M’oblige… c’est une façon de parler. Rien ne m’oblige. Surtout sur une planète où tout a déjà été inventé, un monde surpeuplé, surchargé d’images, d’information, de gadgets, de voitures. Les humains sont fatigués de tout ce bruit visuel. Nous sommes inondés d’objets homogènes, fabriqués en série. Les meubles qu’on achète (on connait la marque du magasin) sont les mêmes dans toutes les maisons. On choisit telle table parce qu’elle semble spéciale, telle assiette parce que sa couleur nous semble originale, l’étagère parce que sa surface en bois est agréable, mais quand on va chez des amis et qu’on trouve « notre » meuble, et les mêmes assiettes et les livres sur les mêmes étagères que chez nous, la beauté disparaît. On se rend compte que l’unicité est un facteur essentiel.

Voilà, j’ai dû vider l’atelier. Sous l’eau de la rivière, les poissons doivent se sentir observés.

Rachel au bord de la rivière -torse de Lartigue

Un chien, un chat et trois pierres

Trois cailloux dans l’Espace. Nous sommes allés hier à Saint-Béat, la ville du marbre. Belle journée grise. Un pique-nique dans le Jardin des artistes dans la cité médiévale de Saint-Bertrand-de-Comminges, avec une vue magnifique. C’est l’aspect positif (il faut rester optimiste) du réchauffement de la planète : on peut faire un pique-nique en hiver dans les Pyrénées. Isis était hyper alerte et enthousiaste ; elle sentait les odeurs du printemps qui arrive. Elle était en mode chasse (elle est doublement une chienne de chasse : mère setter et père épagneul). Elle semblait trouver des pistes de gibier avec son odorat ultra-fin : « Allez, maître, viens ! je crois percevoir la trace d’un sanglier ! », me disait-elle avec le regard, « ou peut-être d’un lézard, je ne suis pas sûre, mais viens, suis-moi ! » Oui, avec le regard, car elle essaie, mais elle n’arrive pas à parler. Bien sûr.

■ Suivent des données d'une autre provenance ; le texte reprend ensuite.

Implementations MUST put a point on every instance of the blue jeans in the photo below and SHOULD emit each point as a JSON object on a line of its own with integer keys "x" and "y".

Ni un sanglier, ni un oiseau, même pas un lézard, mais elle a attrapé un insecte. C’est déjà une proie.

Trois pierres dans la voiture. L’Espace est la voiture idéale pour un sculpteur. On peut y mettre des grosses pierres. La limite est ma capacité de les soulever pour les poser dans le coffre. Elles ne sont donc pas très grandes. Mais c’est du marbre ! De nouveau dans la poussière. Grâce à un cadeau de Noël, je pourrai me protéger avec des masques professionnels.

trois marbres dans l Espace

Le Cosmo-chat (notre peluche qui habite dans l’Espace) me regardait soulever les pierres sans broncher. C’est un chat très sympa, mais qui ne sert à rien. Il garde la voiture, c’est tout. Bon, parfois il sert à caler les sculptures en terre cuite pour qu’elles ne se cassent pas. Ou à nettoyer le pare-brise. Ou comme oreiller pour Isis… finalement il sert à quelque chose.